Ma i prezzi stanno salendo. Spiega Roberto Bussolini, DG di Riso Scotti in Romania (dove l’azienda italiana è presente dal 2002): «Una buona risaia costa qui, per ora, sui 4mila euro l’ettaro, mentre nel Pavese può arrivare anche a 70mila euro. Ma i prezzi salgono, sia per l’interesse degli operatori internazionali sia per la crescita degli agricoltori locali, che stanno cominciando ad adottare criteri di coltivazione e macchinari più moderni. Il Governo ha interesse allo sviluppo del settore agricolo, vera forza del Paese. Scotti è stata l’azienda che ha fatto ripartire la coltivazione del riso in Romania dopo la pausa post Ceausescu, durante la quale qui si è bloccato tutto. Oggi i terreni sono praticamente vergini e possono dare rese fantastiche. Noi produciamo in Romania riso convenzionale per il mercato rumeno (la Romania importa più riso di quanto ne produca) e riso biologico che vendiamo in Europa.

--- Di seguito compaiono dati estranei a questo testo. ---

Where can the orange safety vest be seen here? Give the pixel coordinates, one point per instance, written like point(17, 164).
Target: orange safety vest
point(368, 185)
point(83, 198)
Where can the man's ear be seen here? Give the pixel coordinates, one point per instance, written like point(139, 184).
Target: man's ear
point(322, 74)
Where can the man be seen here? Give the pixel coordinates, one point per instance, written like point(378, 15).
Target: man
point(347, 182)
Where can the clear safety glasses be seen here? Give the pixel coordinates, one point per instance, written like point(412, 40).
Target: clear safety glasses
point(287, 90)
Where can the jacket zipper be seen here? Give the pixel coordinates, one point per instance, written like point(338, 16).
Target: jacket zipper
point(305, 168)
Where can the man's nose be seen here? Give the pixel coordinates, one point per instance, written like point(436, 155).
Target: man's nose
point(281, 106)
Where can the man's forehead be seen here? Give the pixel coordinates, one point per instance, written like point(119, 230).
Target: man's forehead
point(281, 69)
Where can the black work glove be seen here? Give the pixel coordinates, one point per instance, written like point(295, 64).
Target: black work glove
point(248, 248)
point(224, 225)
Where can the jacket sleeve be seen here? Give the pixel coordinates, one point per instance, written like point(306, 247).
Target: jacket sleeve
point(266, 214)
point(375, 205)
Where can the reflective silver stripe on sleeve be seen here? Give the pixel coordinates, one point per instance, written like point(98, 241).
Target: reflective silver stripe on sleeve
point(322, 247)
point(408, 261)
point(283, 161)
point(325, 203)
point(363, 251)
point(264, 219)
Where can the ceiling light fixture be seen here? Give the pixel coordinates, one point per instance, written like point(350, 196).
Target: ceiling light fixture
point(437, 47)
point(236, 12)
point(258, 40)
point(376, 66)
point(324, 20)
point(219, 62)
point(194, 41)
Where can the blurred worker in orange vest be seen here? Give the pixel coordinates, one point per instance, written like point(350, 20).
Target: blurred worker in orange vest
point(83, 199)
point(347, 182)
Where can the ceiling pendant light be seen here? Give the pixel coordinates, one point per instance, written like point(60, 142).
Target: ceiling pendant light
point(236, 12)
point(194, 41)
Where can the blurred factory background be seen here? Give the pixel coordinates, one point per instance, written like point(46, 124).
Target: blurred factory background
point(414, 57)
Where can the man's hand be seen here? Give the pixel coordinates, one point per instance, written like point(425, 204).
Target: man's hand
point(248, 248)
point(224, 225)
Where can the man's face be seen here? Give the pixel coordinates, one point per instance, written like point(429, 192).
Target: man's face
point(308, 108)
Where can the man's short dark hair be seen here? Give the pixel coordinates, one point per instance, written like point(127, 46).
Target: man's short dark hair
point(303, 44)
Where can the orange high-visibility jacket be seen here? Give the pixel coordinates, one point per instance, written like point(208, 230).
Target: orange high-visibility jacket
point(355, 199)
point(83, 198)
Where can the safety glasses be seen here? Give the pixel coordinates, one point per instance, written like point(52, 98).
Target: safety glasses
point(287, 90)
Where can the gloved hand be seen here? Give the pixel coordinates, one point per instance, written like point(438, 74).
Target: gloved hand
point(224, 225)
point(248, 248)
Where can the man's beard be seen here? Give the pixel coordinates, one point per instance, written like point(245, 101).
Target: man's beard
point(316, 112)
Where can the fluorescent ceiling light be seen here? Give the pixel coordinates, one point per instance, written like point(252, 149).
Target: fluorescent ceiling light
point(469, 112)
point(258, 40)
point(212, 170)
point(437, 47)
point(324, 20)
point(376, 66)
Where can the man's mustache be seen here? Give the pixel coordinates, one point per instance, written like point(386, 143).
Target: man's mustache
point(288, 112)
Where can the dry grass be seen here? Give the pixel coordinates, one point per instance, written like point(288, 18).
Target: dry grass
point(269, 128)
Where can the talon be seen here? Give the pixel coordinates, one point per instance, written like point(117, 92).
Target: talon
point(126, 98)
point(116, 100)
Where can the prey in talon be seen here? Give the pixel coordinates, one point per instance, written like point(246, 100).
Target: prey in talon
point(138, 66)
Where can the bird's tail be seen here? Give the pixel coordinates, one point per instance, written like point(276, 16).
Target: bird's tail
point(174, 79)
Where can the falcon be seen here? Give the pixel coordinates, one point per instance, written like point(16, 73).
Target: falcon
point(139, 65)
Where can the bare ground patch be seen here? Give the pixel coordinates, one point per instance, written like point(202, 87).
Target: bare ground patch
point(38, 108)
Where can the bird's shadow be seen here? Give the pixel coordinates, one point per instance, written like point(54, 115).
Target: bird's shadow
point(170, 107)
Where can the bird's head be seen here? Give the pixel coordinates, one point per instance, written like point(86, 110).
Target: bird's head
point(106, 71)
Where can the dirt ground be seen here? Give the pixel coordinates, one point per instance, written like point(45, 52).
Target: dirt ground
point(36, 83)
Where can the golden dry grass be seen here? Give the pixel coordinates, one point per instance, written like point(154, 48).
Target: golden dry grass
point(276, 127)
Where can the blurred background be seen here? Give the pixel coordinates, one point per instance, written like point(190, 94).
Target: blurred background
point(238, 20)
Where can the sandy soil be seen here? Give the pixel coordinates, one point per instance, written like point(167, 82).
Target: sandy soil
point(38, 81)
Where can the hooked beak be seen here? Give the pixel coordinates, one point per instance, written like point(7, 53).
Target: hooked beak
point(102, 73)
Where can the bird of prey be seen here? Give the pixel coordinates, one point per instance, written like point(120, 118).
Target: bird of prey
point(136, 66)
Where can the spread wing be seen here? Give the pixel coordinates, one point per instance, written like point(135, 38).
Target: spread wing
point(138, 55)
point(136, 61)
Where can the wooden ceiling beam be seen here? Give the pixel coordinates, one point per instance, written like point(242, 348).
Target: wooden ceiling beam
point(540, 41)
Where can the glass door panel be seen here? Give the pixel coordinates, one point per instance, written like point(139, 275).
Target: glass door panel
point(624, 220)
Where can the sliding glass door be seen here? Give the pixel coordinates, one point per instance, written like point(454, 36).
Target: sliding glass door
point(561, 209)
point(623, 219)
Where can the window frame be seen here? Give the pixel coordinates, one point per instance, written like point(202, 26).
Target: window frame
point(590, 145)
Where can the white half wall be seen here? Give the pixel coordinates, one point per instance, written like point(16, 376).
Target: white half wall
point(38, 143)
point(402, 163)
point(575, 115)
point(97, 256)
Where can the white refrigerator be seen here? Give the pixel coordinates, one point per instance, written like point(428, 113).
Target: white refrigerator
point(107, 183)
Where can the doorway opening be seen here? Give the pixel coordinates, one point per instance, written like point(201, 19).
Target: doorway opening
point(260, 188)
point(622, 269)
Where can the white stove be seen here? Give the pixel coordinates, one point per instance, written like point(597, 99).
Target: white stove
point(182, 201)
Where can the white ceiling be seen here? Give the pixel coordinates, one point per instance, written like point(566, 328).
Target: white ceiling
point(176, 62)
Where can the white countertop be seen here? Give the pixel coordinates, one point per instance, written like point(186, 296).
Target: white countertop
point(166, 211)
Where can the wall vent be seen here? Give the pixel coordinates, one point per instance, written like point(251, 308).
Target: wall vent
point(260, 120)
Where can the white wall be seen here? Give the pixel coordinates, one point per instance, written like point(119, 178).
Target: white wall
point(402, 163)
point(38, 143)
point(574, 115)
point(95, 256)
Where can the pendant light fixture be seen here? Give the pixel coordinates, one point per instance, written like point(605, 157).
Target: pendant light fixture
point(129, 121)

Qui i terreni sono totalmente privi di residui di arsenico, al contrario di quelli del resto d’Europa, e questo rende il prodotto rumeno molto popolare per esempio in Germania».
Oltre che nelle colture vere e proprie, grandi opportunità sono nello stoccaggio, oggi in mano a grandi trader internazionali, ma che presenta ancora ottime possibilità di sviluppo per un medio operatore. Avere un sylos con buone capacità di stoccaggio o un mulino per la produzione di farina è un ottimo investimento oggi nel Paese, dove la catena della trasformazione è ancora ai primi passi. Per non parlare della zootecnia o dell’export di macchinari agricoli moderni. «Eurosilos è una società che esiste da 15 anni, produce, stocca e commercia cereali e ha 150 agricoltori e 50 Tir – spiega il titolare, Valter Raffini, italiano che ha messo in piedi l’azienda (a capitale italiano) in Romania – . Il consiglio agli operatori è avere chiaro il proprio obiettivo e cercare un partner di fiducia locale. Trovare il credito non è facile ma l’imposizione fiscale è leggera (16%) e i terreni straordinari».